Effectively demonstrating the impact of your organization not only builds awareness of the good, hard work you’re doing; it also builds trust and partnership—with donors, patrons, and most importantly, staff. Whether someone is giving dollars to a cause, volunteering time or straddling work-life balance, he or she wants to feel like those contributions are making a difference.
Demonstrating impact should go far beyond counting numbers. Numbers can be concrete and easy to identify—How much percentage growth did you achieve in attendance? How many meals did you provide to families? What was the demographic make-up of your audience? However, numbers don’t tell the whole story. How did your program change attitudes? Did those that attended your trainings gain confidence? Do teachers describe your organization as a “life saver” or some other lofty phrase? Have lasting relationships formed among partner organizations, enabling you to exponentially do more together? Look for diverse indicators of success, using a balance of quantitative and qualitative measures to illustrate the unique value and accomplishments that your organization brings to your community.
As you mull over the possible measures, consider the stories that can be told—and how you can set yourself up to have the right elements to tell them. Do you already email surveys to ticket holders? Is there room for one more question whose colorful responses would enrich your story? Also, when you’re in the heat of a successful program, don’t forget to capture the moment. Take lots of pictures (even on your phone!). Try to identify attendees who would make great characters in your story. Before they leave, ask them if they’d be able to spare fifteen minutes on the phone or email to share their thoughts—or jot down their names to approach them about it later. Whenever you get a thank you note or email, file it! Take the time to scribble down your own impressions of what made the program successful—or what you learned in the process. While these might sound like obvious suggestions, it’s easy to gloss over this last step and then be left with vague, ordinary stories of impact when it’s time to sit down and write that grant report or plan your presentation to the board.
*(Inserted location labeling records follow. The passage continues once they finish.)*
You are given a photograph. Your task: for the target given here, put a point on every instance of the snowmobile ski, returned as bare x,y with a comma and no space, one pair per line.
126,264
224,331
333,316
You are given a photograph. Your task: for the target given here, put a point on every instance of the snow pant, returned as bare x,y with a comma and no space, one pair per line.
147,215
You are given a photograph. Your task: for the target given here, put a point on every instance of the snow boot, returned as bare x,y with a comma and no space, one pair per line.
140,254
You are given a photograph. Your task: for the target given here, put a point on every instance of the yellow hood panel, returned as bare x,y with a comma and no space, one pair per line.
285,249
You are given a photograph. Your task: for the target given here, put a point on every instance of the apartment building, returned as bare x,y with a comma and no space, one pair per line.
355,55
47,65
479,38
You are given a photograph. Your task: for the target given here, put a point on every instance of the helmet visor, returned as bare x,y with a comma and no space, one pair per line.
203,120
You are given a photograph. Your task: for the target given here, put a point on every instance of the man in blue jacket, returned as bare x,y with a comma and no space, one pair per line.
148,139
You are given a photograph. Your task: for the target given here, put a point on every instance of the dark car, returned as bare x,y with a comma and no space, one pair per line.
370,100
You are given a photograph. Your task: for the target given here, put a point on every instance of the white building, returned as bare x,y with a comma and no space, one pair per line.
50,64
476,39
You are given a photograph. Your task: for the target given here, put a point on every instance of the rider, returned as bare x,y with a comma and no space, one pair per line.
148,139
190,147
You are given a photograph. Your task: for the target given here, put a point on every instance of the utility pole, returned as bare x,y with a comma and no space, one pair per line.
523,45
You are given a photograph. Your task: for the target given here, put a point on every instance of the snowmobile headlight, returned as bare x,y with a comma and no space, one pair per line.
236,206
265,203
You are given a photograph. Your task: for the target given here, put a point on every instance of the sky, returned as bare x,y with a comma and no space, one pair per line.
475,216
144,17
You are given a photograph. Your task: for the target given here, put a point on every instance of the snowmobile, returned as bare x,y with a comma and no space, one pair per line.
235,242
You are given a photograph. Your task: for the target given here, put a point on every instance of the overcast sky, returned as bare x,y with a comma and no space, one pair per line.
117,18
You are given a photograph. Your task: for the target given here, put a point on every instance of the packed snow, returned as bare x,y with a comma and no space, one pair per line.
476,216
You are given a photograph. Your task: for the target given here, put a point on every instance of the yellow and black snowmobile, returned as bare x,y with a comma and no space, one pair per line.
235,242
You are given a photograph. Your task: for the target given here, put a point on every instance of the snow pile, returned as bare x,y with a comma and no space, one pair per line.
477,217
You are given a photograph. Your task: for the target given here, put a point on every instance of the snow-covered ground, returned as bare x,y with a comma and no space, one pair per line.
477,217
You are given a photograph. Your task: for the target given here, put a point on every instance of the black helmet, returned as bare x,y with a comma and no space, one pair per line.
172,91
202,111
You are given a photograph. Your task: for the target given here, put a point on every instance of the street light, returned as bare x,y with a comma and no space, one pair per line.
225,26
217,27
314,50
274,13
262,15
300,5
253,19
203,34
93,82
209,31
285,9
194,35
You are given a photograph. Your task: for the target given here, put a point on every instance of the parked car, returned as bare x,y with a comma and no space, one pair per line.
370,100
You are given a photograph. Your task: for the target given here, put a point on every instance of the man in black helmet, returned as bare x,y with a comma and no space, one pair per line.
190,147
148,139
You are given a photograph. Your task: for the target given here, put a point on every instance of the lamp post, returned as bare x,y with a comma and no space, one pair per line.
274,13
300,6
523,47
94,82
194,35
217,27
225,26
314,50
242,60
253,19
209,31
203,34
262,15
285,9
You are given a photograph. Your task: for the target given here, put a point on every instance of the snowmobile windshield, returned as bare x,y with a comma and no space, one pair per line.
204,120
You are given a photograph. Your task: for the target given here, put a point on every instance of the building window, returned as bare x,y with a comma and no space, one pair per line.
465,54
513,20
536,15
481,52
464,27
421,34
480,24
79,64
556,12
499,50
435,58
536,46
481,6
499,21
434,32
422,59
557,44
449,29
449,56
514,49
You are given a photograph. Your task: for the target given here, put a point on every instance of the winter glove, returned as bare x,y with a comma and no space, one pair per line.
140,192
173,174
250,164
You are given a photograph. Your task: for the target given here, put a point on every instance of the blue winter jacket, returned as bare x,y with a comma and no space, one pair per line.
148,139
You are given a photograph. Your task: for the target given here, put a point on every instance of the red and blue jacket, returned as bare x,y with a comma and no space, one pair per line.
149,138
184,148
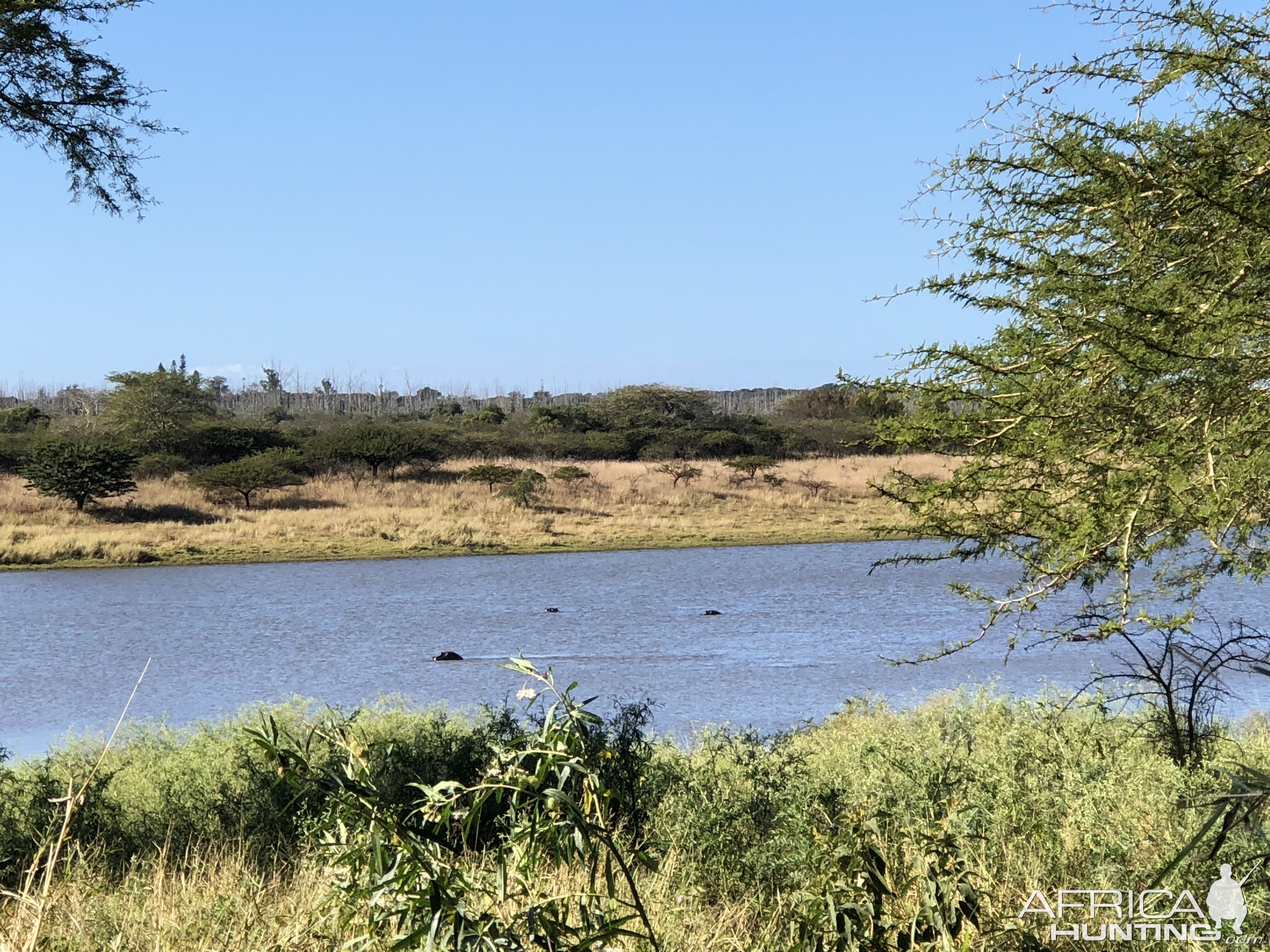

Choose a central place to keep these nuggets for easy reference—even a simple Word document will do the job. Take some time when you need a brain break to go through the program photos, quotes and other notes. Your fresh perspective and hindsight will allow you to reflect on the lasting impact, meanwhile giving you the warm-fuzzies on days when you need a boost. More importantly, it will help you be prepared with a concrete story of your organization’s impact on the fly, like those serendipitous elevator moments with a donor.
Numbers are important. They help us track growth, revenue, reach and return. But it’s the softer measures—those that show what actually happens at a program—that draw people in, building a vested interest in continuing their support. A little creative thinking and proactive planning will ensure that you have everything you need to tell a story that is a real page-turner!